Alles gut also, das Klima besser geschützt und dabei noch etwas für Dritte Welt getan? Mitnichten: Schon jetzt treiben Soja- und Palmölboom die Regenwaldvernichtung in Südamerika und Asien zu immer neuen Rekorden. Ohne Rücksicht auf die Natur und oft auch die lokale Bevölkerung roden Konzerne immer mehr artenreiche Urwälder, um auf ihnen Monokulturen zu pflanzen. Im "Herzen Borneos" planen indonesische Großunternehmen den Kahlschlag von zwei Millionen Hektar Wald für Ölpalm-Plantagen. Und in Brasilien weichen jedes Jahr mehr als 20 000 Quadratkilometer Regenwald für Sojaäcker – vorwiegend für den hohen Konsum in den USA, Europa und China und bezahlt durch Kredite westlicher Bankhäuser unter wohlwollender Zustimmung der Regierungen.

Wieder einmal scheinen daher die Industrieländer des Nordens vornehmlich durch ihren Konsum verursachte Umweltprobleme auf den Süden abwälzen zu wollen. Mit fatalen Folgen für Menschenrechte – Kleinbauern werden enteignet, indigene Völker vertrieben – und Artenvielfalt. Statt Energiesparen zu fördern oder mehr Forschungsgeld in die Entwicklung wirklich nachhaltiger Energieträger zu investieren, wird eine Waldvernichtung von gigantischen Ausmaßen angeheizt. Selbst die Klimabilanz der gelobten Biokraftstoffe aus Soja und Palmöl ist verheerend: Die zur Flächengewinnung übliche Brandrodung trägt schließlich beträchtlich zum Kohlendioxidanstieg in der Atmosphäre bei.

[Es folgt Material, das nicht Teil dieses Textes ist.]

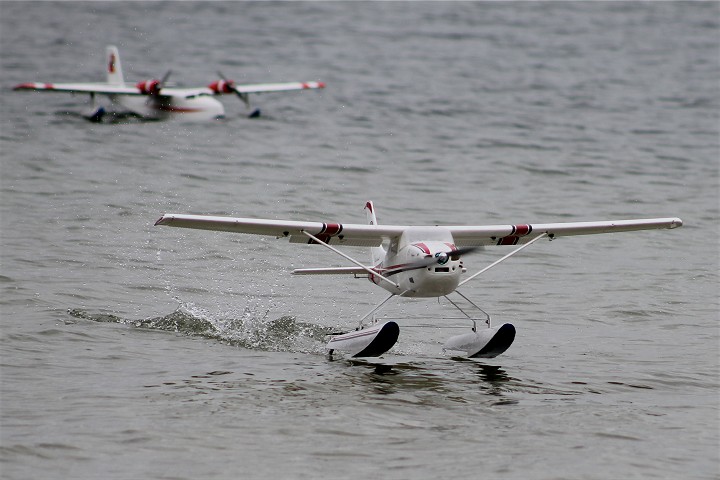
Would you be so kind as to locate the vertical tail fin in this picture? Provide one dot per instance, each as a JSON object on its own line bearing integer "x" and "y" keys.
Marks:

Bei allem Respekt für die vergleichsweise engagierte Klimapolitik in Teilen Europas zeigt sich doch auch wieder einmal ein kurzsichtiger, undurchdachter Aktionismus wie schon bei der Ausarbeitung des Emissionshandels. Dort konnten sich Firmen etwa Anpflanzungen in Argentinien, Brasilien oder Russland auf ihr Kohlendioxidkonto gutschreiben lassen – allerdings ohne Gewährleistung, dass für diese neuen Forste nicht vorher Urwälder abgeholzt wurden.

Die Politik muss hier schleunigst umsteuern, denn Klimaschutz darf nicht auf Kosten der Natur gehen. Alles andere ist ein Kuhhandel.